La mise en œuvre de l’approche interactionnelle passe donc par la conception de tâches
ancrées dans la vie réelle dont les acteurs ne soient pas exclusivement des apprenants et
dont l’enjeu soit réel. Nous introduisons ainsi un nouveau type de tâche – proche de la
notion de projet tout en s’en démarquant clairement – qui, en milieu éducatif, a pour
l’instant largement été écarté par les spécialistes, ceux-ci définissant les types de tâche
en fonction de leur proximité avec la vie réelle tout en excluant celle-ci du domaine de
l’enseignement-apprentissage des langues.
Sur la base de recherches qui, ces dernières années, ont fait ressortir les atouts de la
participation d’apprenants de langues à des sites Internet participatifs, nous montrons
en quoi le web 2.0 représente un terrain propice à la mise en œuvre des tâches ancrées
dans la vie réelle et montrons, à travers nos résultats de recherche, l’impact positif de
ces tâches dans le cadre de la mise en œuvre d’une communication authentique qui ne
soit pas faussée par la présence – même invisible – de l’enseignant.
Sur cette base, nous présentons le principe de « didactique invisible » pour la conception
et la réalisation de sites Internet de type 2.0 visant à promouvoir l’utilisation et
l’apprentissage des langues dans une approche interactionnelle.

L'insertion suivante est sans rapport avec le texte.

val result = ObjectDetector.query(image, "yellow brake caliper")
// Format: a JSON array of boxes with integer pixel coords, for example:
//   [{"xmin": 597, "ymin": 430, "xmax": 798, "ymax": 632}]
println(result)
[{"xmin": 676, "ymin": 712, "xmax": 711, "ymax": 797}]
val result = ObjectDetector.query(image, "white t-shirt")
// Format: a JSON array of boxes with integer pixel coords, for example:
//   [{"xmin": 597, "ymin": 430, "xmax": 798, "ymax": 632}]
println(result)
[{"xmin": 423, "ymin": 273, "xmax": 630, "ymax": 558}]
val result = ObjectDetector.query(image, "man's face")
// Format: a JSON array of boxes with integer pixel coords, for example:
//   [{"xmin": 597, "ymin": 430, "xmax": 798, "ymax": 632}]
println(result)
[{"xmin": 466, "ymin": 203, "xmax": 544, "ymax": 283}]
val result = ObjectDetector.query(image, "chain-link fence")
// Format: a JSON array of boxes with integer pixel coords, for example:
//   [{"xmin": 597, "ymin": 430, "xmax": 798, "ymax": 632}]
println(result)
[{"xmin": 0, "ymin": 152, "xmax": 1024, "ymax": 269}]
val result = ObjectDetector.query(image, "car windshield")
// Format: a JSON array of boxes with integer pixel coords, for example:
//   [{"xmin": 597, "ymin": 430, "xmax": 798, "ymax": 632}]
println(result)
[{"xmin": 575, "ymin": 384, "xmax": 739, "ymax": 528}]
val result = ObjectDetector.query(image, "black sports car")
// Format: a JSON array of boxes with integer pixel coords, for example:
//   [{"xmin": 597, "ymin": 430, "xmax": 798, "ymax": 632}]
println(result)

Nous discutons également les limites de l’approche interactionnelle et revenons sur
quatre éléments de didactique des langues que cette approche, mise en œuvre sur le
web 2.0, remet en question : l’opposition entre interaction en milieu naturel et en milieu
institutionnel, de même que la distinction entre milieux alloglotte et homoglotte, la
distinction entre apprenant et usager et finalement le rôle de l’enseignant.

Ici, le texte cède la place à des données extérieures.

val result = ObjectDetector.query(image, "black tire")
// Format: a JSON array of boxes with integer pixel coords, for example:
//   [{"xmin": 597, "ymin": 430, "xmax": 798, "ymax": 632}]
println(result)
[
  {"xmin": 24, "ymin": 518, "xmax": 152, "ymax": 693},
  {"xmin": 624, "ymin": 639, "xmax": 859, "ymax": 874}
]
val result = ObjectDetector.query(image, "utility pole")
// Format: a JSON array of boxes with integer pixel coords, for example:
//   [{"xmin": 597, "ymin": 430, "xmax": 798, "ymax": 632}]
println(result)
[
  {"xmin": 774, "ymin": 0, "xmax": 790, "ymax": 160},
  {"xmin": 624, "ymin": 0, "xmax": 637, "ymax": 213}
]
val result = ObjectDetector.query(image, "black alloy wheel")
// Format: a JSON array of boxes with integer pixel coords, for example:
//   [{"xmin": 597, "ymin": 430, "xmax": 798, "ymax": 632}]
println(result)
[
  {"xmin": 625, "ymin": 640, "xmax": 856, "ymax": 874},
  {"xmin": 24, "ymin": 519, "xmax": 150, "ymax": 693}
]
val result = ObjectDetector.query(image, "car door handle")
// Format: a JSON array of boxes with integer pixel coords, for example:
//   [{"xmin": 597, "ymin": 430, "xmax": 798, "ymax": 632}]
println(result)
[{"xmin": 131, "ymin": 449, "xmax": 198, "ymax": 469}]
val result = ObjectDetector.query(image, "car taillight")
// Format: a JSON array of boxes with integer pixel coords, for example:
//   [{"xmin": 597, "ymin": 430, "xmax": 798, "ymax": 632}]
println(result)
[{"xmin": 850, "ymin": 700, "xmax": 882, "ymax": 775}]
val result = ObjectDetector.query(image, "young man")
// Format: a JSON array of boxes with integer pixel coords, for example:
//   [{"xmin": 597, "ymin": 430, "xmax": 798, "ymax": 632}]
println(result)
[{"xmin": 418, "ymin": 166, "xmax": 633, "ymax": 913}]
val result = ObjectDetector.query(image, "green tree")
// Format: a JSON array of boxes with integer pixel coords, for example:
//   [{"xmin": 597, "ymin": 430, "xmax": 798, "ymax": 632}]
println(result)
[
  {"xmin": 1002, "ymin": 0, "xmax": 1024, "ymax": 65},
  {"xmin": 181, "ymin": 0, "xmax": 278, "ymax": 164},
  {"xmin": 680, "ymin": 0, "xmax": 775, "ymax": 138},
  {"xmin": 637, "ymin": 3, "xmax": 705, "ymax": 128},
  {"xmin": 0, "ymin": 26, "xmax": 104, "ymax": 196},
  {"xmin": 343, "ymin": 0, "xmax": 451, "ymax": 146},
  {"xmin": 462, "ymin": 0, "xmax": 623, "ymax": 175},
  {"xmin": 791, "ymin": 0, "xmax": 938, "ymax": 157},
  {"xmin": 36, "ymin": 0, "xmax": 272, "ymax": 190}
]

La mise en œuvre de l’approche interactionnelle et, partant, la pleine prise en compte
des interactions sociales restent embryonnaires en didactique des langues même
lorsque celle-ci s’intéresse à l’utilisation de l’Internet social. Si l’on se déplace dans le
domaine de la didactique de l’intercompréhension, une des approches plurielles et un
domaine émergent de recherche et de pratique en didactique des langues, force est de
constater que les interactions sociales sont encore moins considérées. Sur la base d’une
discussion
de
tensions
épistémologiques
qui
sous-tendent
le
monde
de
l’intercompréhension, nous mettons en effet en lumière le fait que si les chercheurs
définissent majoritairement l’intercompréhension comme un mode de communication
(interactif), la priorité a été / est souvent donnée à la réception écrite et que les
interactions (sociales) ont été / sont très peu prises en compte sauf dans quelques
projets pionniers. Nous proposons des explications à ce paradoxe en revenant sur les
difficultés que représente, en didactique de l’intercompréhension, la mise en œuvre
d’une approche interactionnelle et de tâches ancrées dans la vie réelle du fait même de
la nature de ce mode de communication.
Les études effectuées ces dernières années ouvrent en tout cas de nombreuses
perspectives de recherches à venir, que ce soit dans le domaine de la mise en œuvre de
la perspective interactionnelle à travers des tâches ancrées dans la vie réelle et à réaliser
sur le web social et/ou en didactique de l’intercompréhension, domaine qui, de par sa
« jeunesse » offre des terrains entiers à investir.